Married couples, with no children or when their children are no longer covered by their family membership should be given a discount on their premiums. Also the extras cover limit for miscellaneous services such as oesteopathy, remedial massage, etc should be a joint limit instead of individual limits. My husband does not use his extras cover at all and I always exceed my limit, so I receive no rebate towards the end of each year even though we pay high premiums for our health insurance with HCF, which we have held membership for 45 years. It is time the health funds gave their members better benefits and premiums. Regards, Sue Whiteside from NSW 

Paul
Paul from NSW commented:

I was a member of a health fund for close to 30 years transferred over to HCF as loyalty to the old fund was not beneficial. New fund worked great , no hassles but one problem I was told all my benefits from the old fund would be the same with HCF , broke a tooth while overseas and find out that I have to wait out a 12 month period before I can claim on my new fund.

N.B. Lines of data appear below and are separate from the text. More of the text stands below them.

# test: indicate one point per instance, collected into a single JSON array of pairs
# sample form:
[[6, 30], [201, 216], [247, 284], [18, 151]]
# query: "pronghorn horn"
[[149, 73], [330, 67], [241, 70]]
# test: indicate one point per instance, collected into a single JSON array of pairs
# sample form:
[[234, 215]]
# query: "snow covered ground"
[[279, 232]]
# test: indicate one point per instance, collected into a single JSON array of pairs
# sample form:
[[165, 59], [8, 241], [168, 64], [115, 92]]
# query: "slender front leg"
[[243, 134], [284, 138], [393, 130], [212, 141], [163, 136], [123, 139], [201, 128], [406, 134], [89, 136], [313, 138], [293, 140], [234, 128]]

Can't afford out of pocket $3000 so I'll grin and bear it for another 7 months. 

Peter
Peter from WA commented:

Theres too many health funds. Theres over 40 companies employing thousands of beaurocrats who push pens and operate computers. That money should put to use helping people get better and not hindering as the funds always do. 

Helen
Helen from NSW commented:

Raj completely agree with you, previously with Australian Unity & they issued a booklet with all the item no's, most impressed, currently with Navy Health & they are not as open. 

Helen
Helen from NSW commented:

Raj completely agree with you, previously with Australian Unity & they issued a booklet with all the item no's, most impressed, currently with Navy Health & they are not as open.